In order to enjoy present-day peace and healthy relationships, abuse victims must get free from emotional dependency upon their abusers and anyone they expected to protect them (such as a parent) even when complete separation is not possible.
Speaking as a person without specialized knowledge about childhood abuse and the healing process, but with some expertise in family systems, ministry and spirituality, I perceive Eden’s approach as healthy. She recommends the communion of saints as a supportive community and points to particular saints who might guide the sufferer through difficult periods.
Some of Eden’s insights are fascinating. I don’t think I’d ever really noticed that in praying the “Suscipe” with St. Ignatius of Loyola, I offer God my memory. Ancients understood memory as including everything that has entered a person’s consciousness, whether or not actually remembered, and giving a person identity and dreams for the future. Trauma survivors’ brains can bury painful memories so deep they are seemingly inaccessible.
As a soldier St. Ignatius had been wounded. In the “Suscipe” he leads the way in offering conscious and unconscious memories to God, who accepts it all and is able to use everything that has shaped a person — even bad things that happened — to draw us closer.
As a model of someone “who learned to be comfortable in her own skin,” Eden chose St. Therese of Lisieux. A weak and fearful child who lost her mother, Therese grew into a well-integrated young woman of courage.
She remembered childhood trauma in a way that made her stronger. She accepted humiliations as means to discovering her imperfections and reflecting on God’s will. Therese is a good companion for anyone who suffers, for she suffered “in joy and peace.”
Eden relates snippets of her own story. She avoids going into detail about her experiences and those of the saints in order to spare readers possible flashback triggers. Yet she says just enough to make her credible on her subject.
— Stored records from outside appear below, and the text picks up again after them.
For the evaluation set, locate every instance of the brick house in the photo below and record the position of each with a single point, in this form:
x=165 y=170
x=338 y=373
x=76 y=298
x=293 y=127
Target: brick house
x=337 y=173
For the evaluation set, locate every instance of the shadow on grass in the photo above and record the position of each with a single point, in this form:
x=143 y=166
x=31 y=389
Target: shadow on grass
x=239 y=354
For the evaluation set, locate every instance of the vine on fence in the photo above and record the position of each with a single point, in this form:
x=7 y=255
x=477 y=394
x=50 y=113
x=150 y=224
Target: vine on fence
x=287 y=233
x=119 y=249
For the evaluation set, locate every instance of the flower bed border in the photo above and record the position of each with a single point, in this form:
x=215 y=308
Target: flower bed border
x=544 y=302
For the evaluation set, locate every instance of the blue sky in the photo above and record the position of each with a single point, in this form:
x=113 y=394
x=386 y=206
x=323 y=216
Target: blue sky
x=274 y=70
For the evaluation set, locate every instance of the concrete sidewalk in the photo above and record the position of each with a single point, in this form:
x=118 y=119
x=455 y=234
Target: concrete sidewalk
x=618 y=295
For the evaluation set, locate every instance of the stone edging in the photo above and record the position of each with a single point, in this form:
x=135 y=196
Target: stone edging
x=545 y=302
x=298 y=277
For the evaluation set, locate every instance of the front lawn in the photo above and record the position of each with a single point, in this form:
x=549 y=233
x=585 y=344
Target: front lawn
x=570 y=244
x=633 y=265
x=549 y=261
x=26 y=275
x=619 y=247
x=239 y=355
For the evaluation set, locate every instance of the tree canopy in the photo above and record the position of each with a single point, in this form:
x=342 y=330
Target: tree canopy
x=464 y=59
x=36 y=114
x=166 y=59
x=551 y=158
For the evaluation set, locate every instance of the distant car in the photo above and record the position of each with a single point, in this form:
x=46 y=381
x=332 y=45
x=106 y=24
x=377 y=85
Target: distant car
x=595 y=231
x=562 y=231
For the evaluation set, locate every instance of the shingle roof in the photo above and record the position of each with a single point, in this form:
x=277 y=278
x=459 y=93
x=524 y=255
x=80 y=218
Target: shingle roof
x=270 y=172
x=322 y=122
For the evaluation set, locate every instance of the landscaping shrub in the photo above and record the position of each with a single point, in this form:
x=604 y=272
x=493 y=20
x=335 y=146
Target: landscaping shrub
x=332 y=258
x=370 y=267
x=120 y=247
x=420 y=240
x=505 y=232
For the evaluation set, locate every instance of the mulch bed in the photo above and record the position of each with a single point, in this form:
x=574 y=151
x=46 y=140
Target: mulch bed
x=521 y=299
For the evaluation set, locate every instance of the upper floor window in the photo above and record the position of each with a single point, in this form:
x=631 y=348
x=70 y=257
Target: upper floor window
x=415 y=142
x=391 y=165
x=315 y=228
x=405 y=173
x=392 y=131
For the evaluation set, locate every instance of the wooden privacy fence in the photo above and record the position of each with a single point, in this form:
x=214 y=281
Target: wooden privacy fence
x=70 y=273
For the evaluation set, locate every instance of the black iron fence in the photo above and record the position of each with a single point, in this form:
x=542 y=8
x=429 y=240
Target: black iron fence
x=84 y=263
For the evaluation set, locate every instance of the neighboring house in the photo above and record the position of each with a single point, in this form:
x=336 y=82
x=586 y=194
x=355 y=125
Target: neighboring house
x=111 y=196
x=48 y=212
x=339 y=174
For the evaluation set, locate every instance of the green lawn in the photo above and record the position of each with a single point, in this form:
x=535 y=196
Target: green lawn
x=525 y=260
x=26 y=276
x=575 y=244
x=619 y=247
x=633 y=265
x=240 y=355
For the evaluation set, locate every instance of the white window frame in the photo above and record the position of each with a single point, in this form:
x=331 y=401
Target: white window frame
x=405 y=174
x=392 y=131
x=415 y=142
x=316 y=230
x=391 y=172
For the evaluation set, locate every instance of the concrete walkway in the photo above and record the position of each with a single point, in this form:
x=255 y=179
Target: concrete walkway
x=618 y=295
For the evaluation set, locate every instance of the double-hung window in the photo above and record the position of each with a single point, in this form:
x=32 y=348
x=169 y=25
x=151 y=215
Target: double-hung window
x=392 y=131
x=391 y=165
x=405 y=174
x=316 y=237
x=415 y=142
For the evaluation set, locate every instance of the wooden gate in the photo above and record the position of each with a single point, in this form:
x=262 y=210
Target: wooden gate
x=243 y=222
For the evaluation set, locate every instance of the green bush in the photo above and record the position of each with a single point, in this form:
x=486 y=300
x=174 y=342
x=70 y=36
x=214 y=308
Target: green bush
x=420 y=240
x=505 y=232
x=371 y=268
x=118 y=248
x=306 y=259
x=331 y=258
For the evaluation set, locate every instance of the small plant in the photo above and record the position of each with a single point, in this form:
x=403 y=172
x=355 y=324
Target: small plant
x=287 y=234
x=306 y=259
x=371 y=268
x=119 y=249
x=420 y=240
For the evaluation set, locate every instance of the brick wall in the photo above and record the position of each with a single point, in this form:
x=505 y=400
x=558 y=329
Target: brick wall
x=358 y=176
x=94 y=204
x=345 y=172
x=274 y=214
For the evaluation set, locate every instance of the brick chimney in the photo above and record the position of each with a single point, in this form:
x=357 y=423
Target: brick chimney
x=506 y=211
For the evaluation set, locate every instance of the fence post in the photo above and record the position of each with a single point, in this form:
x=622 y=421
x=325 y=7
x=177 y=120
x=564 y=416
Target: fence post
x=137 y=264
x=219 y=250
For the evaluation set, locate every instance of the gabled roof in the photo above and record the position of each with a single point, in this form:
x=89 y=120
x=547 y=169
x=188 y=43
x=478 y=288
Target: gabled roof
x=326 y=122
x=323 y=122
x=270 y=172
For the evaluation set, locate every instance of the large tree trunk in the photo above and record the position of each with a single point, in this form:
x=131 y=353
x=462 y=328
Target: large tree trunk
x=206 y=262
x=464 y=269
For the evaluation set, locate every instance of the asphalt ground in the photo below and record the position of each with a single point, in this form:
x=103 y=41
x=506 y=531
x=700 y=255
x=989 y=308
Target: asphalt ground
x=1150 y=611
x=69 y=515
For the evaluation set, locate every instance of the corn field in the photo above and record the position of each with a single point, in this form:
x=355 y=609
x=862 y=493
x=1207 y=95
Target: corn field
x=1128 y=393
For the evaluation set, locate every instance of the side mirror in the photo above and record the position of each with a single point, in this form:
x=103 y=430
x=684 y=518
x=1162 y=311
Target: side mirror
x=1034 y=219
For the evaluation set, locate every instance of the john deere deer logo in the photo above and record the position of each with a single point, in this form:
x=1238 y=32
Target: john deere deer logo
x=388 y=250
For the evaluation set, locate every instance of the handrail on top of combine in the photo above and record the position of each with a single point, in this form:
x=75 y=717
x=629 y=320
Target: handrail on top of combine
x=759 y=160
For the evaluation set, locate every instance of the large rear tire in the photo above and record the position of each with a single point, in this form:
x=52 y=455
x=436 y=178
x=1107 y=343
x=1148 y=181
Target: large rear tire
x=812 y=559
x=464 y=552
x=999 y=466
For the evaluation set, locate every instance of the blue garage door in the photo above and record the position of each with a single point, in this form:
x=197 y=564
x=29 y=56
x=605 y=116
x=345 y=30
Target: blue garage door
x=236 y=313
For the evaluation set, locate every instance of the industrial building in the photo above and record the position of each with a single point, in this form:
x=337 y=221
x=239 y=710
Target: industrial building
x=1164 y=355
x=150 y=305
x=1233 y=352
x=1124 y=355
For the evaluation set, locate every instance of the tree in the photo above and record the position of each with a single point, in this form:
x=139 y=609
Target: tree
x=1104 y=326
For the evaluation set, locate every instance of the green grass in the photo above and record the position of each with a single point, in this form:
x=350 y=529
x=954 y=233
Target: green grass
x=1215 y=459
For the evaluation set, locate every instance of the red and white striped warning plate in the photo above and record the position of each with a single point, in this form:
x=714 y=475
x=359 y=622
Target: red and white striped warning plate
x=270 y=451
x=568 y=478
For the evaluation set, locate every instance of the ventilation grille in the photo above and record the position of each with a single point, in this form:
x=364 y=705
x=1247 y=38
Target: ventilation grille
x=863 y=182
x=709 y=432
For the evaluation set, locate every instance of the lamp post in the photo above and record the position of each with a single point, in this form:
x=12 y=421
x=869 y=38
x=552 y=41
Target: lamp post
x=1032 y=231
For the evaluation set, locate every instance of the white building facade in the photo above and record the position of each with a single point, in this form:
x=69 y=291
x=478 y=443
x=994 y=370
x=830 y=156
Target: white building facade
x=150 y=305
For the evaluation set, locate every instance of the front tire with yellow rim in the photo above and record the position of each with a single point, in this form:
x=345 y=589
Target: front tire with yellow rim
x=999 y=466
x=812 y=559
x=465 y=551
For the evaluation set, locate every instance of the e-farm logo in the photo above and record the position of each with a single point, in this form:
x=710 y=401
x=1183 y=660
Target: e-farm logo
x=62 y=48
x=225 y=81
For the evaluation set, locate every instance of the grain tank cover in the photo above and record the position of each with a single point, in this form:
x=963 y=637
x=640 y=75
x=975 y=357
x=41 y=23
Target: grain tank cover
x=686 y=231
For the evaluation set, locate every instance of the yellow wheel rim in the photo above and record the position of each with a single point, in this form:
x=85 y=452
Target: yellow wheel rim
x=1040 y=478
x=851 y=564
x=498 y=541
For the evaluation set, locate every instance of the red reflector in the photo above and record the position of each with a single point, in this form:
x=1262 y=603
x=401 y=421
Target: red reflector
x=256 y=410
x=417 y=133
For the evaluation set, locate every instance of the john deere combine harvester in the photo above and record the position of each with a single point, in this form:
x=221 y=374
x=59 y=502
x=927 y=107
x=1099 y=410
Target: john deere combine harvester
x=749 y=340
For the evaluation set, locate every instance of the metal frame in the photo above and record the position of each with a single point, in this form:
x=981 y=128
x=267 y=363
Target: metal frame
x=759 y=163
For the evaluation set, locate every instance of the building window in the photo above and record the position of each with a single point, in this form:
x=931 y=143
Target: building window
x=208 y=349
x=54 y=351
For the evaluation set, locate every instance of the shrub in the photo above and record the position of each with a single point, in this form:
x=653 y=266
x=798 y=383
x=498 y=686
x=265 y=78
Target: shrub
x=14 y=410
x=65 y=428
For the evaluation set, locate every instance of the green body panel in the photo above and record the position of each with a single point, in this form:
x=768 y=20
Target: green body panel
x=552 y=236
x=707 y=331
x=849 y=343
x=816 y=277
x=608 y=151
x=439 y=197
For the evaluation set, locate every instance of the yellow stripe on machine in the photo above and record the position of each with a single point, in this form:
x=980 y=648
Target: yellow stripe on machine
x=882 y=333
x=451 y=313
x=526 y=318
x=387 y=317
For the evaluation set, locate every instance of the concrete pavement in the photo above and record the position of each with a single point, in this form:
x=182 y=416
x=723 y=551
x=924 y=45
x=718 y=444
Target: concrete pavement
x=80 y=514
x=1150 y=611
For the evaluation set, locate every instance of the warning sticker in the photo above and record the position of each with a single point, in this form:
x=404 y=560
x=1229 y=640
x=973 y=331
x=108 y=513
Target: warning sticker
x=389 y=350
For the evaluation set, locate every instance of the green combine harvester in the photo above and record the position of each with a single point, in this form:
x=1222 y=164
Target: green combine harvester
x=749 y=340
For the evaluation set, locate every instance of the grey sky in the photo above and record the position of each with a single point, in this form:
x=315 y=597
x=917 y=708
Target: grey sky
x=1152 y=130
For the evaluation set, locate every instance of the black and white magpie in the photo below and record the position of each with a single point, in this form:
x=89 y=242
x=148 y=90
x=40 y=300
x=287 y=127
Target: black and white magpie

A trove of resources lies in the final 25 pages of the 200-plus-page book. First a “Reader’s Guide” offers discussion questions, followed by full prayers referred to in the text.
Next is a list of print and web readings on many of the saints who serve as models in the book. The “Resources” section contains detailed advice on choosing a spiritual director or a therapist and lists of recommended organizations, websites and books. Finally, there are the chapter notes.
Dawn Eden once worked as a journalist and is the author of a popular book on chastity, written before she confronted much of her past trauma. She is an adult convert to Catholicism who has a master’s degree in theology and is studying toward a doctorate.